Em certos momentos parece que o elemento fugitivo que flutua em nossos sonhos encontra na realidade ímãs aos quais esses lineamentos se prendem, e dessas obscuras ficções do sonho surgem criaturas. O ignoto dispõe do prodígio e serve-se dele para compor o monstro. Orfeu, Homero e Hesíodo só puderam fazer a quimera; Deus fez a pieuvre.

Quando Deus quer, excede no execrável.

A razão desta vontade é o medo do pensador religioso.

Admitidos todos os ideais, se o terror é um fim, a pieuvre é uma obra-prima.

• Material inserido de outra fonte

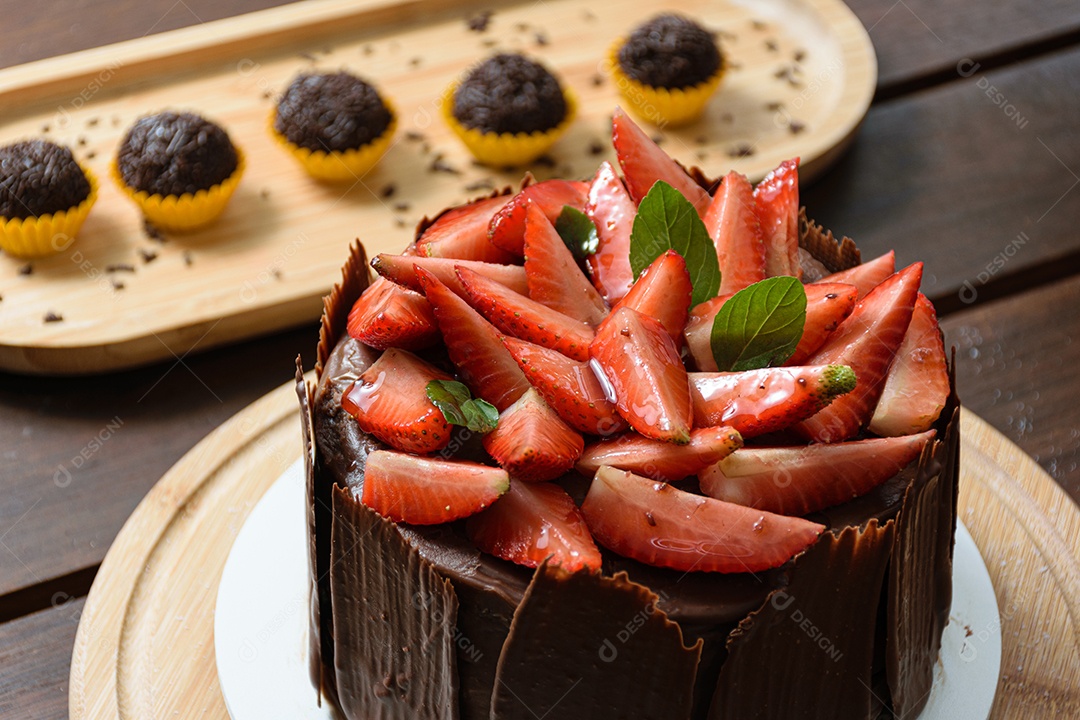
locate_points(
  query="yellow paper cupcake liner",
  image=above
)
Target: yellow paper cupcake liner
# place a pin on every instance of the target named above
(339, 166)
(187, 212)
(48, 234)
(662, 106)
(508, 149)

A baleia é enorme, a pieuvre é pequena; o hipopótamo tem uma couraça, a pieuvre é nua; a jararaca tem um silvo, a pieuvre é muda; o rinoceronte tem um chifre, a pieuvre não tem chifre; o escorpião tem um dardo, a pieuvre não tem dardo; o macaco tem uma cauda, a pieuvre não tem cauda; o tubarão tem barbatanas cortantes, a pieuvre não tem barbatanas; o vespertílio-vampiro tem asas com unhas, a pieuvre não tem asas; o porco-espinho tem espinhos, a pieuvre não tem espinho; o espadarte tem um gládio, a pieuvre não tem gládio; o torpedo tem um raio, a pieuvre não tem raio; o sapo tem um vírus, a pieuvre não tem vírus; a víbora tem veneno, a pieuvre não tem veneno; o leão tem garras, a pieuvre não tem garras; o gipaeto tem um bico, a pieuvre não tem bico; o crocodilo tem uma goela, a pieuvre não tem dentes.

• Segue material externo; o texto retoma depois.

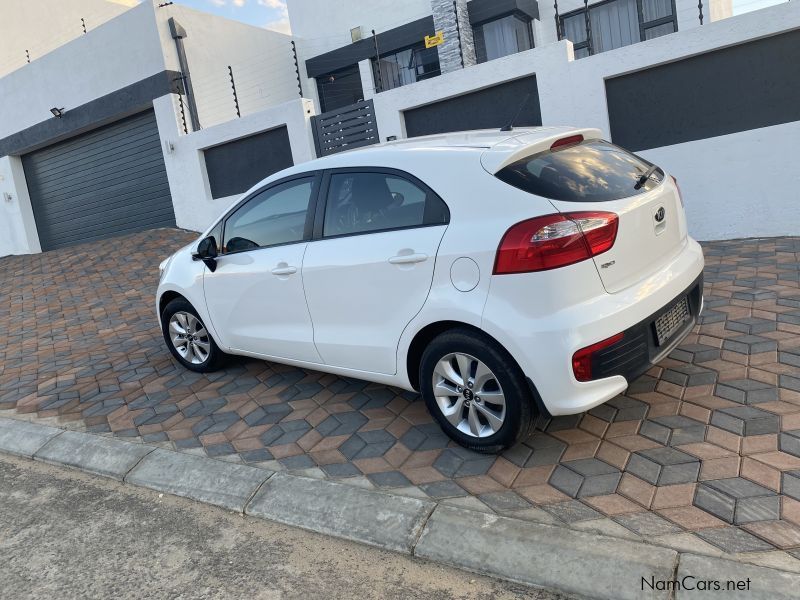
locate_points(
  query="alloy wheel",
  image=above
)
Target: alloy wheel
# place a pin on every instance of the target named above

A pieuvre não tem massa muscular, nem grito ameaçador, nem couraça, nem chifre, nem dardo, nem cauda, nem barbatanas, nem asas, nem espinhos, nem espada, nem descarga elétrica, nem vírus, nem veneno, nem garras, nem bico, nem dentes. A pieuvre é, de todos os animais, o mais formidavelmente armado.

O que é a pieuvre? É a ventosa.

Nos escolhos em pleno mar, onde a água mostra e esconde todos os seus esplendores, nas cavas de rochedos não visitadas, nas cavas desconhecidas onde abundam as vegetações, os crustáceos e as conchas, debaixo dos profundos pórticos do oceano, o nadador que se arrisca, arrastado pela beleza do lugar, corre o risco de um encontro. Se tiveres esse encontro, não sejas curioso, foge. Entra-se fascinado, sai-se apavorado.

Eis o que é esse encontro sempre possível nas rochas do mar alto.

Uma forma cinzenta oscila na água, da grossura de 1 braça e de meia vara de comprido; é um trapo; essa forma assemelha-se a um guarda-chuva sem capa; a pouco e pouco o trapo caminha para o homem. De repente abre-se, oito raios saem bruscamente da roda de uma face que tem dois olhos; esses raios vivem; flamejam ondeando; é uma espécie de roda desenrolada, tem 4 ou 5 pés de diâmetro. Desenrolamento medonho. Atira-se ao infeliz.

A hidra arpoa o homem.

Este animal aplica-se à sua presa, cobre-a, envolve-a com os seus longos braços. Por baixo é amarelada, por cima é térrea; nada pode imitar esse inexplicável matiz de poeira; dissera-se um animal feito de cinza, e morando na água. É aracnídeo pela forma, é cameleão pelo colorido. Irritada, torna-se roxa. Coisa horrível, é flácida.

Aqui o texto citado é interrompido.